India’s competition regular has been investigating Google for a while
India’s competition regulator has been investigating Google for a while now. It has been investigating whether Google has a dominant position in five sectors. Those sectors are: licensable OS for smartphones, app store, web search services, non-OS specific mobile web browsers, and online video hosting. It has been concluded that Google does hold a dominant position in all those areas. The major pain point for India seems to be Google’s practice of requiring certain apps to be pre-installed on Android phones. The same goes for some other requirements the company has for Android partners. India’s competition regulator says that Google’s requirement to OEMs to install Google’s entire suite of apps and mandating those apps to show on the home screen will not fly. It says that it “amounts to imposition of unfair condition on the device manufacturers”. The regular also said that Google’s conditions have “reduced the ability and incentive of device manufacturers to develop and sell devices operating on alternative versions of Android”. India will basically prevent Google from restraining OEMs in choosing which Google apps will be pre-installed on devices. It is also said that licensing of the Play Store must not be linked with pre-installing apps from Google. That goes for apps such as Chrome, Gmail, YouTube, and so on.

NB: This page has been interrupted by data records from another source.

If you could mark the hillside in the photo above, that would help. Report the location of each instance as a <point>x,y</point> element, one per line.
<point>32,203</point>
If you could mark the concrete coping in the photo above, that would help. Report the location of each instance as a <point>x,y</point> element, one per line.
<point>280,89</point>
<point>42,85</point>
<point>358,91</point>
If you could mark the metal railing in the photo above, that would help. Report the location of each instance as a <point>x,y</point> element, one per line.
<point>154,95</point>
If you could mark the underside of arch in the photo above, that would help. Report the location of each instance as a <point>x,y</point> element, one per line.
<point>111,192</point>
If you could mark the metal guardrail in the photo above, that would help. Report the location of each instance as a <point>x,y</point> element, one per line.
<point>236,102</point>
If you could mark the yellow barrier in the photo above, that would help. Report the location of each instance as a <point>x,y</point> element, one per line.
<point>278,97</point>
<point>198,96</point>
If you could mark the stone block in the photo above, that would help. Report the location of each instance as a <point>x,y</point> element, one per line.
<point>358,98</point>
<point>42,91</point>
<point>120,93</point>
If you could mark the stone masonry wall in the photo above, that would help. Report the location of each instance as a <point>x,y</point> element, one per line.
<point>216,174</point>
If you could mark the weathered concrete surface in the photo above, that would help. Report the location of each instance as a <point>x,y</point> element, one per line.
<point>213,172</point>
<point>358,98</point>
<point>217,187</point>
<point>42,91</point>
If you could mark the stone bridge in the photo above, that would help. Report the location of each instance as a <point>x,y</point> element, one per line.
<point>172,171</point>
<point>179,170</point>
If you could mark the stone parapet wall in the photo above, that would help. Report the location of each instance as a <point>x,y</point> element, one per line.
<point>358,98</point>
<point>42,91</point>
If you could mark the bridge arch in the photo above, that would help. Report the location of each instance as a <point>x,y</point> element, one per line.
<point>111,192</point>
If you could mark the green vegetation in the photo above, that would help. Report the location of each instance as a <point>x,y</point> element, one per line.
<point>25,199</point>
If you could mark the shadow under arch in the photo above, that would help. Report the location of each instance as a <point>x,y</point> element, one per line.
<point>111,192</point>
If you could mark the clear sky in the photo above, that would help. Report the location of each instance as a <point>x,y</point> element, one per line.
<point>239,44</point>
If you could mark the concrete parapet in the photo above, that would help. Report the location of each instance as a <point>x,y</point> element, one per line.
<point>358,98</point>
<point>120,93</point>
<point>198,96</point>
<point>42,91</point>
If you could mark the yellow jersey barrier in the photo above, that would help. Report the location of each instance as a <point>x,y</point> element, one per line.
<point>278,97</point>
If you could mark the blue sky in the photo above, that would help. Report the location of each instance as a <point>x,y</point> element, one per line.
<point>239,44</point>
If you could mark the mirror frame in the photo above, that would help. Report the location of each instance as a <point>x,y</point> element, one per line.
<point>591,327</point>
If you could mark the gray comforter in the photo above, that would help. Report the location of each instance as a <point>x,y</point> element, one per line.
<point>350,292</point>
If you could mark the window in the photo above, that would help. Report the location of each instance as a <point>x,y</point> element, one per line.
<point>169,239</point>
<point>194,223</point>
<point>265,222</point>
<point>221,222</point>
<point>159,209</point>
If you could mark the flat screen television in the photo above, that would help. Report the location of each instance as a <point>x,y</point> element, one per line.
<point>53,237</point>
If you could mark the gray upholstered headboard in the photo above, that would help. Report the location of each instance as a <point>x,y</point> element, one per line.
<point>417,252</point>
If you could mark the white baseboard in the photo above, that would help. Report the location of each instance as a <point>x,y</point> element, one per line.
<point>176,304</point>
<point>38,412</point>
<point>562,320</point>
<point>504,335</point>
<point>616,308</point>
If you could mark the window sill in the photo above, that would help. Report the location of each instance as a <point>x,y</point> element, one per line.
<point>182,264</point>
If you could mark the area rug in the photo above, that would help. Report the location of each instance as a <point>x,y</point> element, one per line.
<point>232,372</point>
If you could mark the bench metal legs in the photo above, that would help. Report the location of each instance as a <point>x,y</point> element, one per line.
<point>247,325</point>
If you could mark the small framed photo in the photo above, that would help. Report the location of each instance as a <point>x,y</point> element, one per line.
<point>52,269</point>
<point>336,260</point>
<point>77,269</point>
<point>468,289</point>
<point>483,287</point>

India wants to force Google to allow third-party app stores in the Play Store
In addition, the regular demands that Google “not deny access” to Play Services to forked versions of Android. The last part has to do with the Play Store, as India also wants Google to allow third-party app stores in the Play Store. India basically does not want sideloading to be restricted in “any manner”. These are quite notable demands from India’s competition regulator. They would certainly create a precedent for Google. Some of them are more intense than others, and quite frankly, Google will certainly object to this. As of writing this article, Google did not respond to this ruling. We’re expecting a response really soon. There’s a lot to talk about, as the company will probably object to most of these points, if not all of them. We have a feeling it will have the most problem with third-party app stores, and sideloading, as there’s the security aspect to consider here, amongst other things.